Barack Obama’s answer to this strength of the Republican Party has been to dilute his own inspirational message of change, by papering over the conservatism with small doses of political correctness. Witness his position on West Asia and militarism for example. A just position for the US would be to stop its interventionist policies and eschew its policy of rejecting multilateral bodies, such as the UN, from playing the primary role in world affairs. But Barack Obama does not promise a clean break from unilateralism or militarism. He offers only to privilege dialogue as a necessary means but refuses to rule out the above. On economic policies, he tries to shake hands both with corporate power and labour by being selectively protective. He promises to strive for universal healthcare for example, but refuses a fully mandated insurance programme, ostensibly not wanting to displease corporate medical insurance vendors. No wonder, such dilly-dallying on coming up with a fully progressive agenda to overcome the right wing polity has meant that despite the inspirational message of Barack Obama, candidates such as Ralph Nader are also in the fray for the presidential elections. Nader, with his impeccable record as a consumer rights activist and articulations on public policy, which are staunchly pro-consumer, pro-people and progressive, is bound to cut into Obama’s vote share unless Obama re-invents himself as the original progressive candidate. Subjectively, if Obama could somehow change his domestic agenda to incorporate Clinton’s and John Edwards’ ideas for mandated health care insurance, it would be easier for him to get the former’s undiluted support for his candidacy.

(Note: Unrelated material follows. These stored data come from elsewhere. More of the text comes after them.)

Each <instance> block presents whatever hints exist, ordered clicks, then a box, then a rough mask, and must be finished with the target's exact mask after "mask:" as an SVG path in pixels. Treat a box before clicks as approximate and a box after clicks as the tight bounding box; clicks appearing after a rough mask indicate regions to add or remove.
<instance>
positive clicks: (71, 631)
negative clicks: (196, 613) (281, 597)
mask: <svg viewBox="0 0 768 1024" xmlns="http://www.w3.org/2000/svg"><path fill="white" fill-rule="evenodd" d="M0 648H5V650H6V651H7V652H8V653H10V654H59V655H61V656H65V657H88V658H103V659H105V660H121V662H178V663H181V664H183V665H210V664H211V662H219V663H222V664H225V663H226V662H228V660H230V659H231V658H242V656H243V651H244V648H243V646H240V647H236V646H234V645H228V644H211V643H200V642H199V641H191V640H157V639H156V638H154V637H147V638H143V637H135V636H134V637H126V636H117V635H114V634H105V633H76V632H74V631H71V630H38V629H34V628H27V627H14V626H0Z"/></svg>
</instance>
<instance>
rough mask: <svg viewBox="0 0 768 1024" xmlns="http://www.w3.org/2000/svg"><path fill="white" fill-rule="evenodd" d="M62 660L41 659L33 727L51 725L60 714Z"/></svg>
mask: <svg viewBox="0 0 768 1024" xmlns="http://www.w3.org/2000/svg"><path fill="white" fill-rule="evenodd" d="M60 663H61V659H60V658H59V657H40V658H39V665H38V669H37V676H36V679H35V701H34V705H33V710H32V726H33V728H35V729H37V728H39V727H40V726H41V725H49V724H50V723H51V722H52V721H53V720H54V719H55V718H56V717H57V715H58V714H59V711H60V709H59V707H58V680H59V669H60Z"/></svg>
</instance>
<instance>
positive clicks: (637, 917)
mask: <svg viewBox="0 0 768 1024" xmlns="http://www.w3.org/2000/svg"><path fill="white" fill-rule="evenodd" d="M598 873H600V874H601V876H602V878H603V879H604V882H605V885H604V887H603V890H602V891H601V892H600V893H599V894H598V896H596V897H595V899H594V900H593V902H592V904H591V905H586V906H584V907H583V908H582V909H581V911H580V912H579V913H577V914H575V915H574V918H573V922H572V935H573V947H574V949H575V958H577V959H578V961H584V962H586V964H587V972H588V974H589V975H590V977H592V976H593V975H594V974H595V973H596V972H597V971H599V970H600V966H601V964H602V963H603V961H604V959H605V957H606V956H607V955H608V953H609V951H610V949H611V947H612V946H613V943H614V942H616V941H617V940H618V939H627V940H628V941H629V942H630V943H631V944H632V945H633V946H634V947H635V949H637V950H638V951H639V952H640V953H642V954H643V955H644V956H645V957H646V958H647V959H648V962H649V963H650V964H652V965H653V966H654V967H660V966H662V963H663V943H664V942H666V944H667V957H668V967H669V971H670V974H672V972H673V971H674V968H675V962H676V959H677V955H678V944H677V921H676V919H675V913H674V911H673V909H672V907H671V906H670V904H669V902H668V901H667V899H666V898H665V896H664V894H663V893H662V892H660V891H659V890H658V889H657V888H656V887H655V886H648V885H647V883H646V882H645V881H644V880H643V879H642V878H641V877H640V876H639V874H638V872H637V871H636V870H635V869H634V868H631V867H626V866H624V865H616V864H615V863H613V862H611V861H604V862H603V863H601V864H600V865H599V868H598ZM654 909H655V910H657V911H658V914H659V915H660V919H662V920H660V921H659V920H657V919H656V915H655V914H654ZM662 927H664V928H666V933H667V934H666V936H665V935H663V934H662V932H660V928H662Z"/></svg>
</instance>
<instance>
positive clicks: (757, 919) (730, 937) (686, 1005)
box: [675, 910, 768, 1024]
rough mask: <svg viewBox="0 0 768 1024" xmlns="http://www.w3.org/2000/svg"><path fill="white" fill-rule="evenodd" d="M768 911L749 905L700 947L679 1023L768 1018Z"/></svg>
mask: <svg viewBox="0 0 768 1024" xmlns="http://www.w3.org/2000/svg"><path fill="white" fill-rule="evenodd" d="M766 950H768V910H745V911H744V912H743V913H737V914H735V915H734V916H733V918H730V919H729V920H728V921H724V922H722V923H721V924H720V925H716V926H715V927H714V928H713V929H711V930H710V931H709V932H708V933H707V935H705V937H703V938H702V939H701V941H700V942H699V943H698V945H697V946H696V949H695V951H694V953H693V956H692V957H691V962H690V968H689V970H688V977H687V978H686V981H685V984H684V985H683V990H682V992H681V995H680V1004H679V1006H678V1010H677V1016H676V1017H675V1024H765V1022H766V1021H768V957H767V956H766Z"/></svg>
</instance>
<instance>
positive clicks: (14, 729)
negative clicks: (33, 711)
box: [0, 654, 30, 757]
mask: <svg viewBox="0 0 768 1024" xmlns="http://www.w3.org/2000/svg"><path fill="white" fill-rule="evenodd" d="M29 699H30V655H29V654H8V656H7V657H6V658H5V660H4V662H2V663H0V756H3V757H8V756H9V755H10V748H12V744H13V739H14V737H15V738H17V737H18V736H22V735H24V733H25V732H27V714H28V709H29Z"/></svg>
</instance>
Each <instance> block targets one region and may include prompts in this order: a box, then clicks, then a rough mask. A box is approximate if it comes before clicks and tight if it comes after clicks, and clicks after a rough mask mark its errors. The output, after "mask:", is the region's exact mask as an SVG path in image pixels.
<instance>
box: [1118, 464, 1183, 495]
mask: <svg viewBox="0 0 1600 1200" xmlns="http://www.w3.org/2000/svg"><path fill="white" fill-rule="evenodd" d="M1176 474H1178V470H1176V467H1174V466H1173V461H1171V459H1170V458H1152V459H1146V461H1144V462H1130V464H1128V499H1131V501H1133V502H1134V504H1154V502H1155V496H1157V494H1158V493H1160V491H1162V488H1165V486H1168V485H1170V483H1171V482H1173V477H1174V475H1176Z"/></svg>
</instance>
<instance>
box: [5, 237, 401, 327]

Thus, latest opinion polls suggest that despite the overwhelming freshness in Obama’s campaign and the unprecedented voter turnouts for the Democratic Party, Obama and McCain are neck and neck in popular support. Obama has to not only continue his refrain that McCain offers no substantive change from the Bush years and is cut from the same old conservative mould, but also use his inspirational message of change to formulate a thorough break from the conservatism and forge a new progressive consciousness that would encourage the American voters to vote directly for him.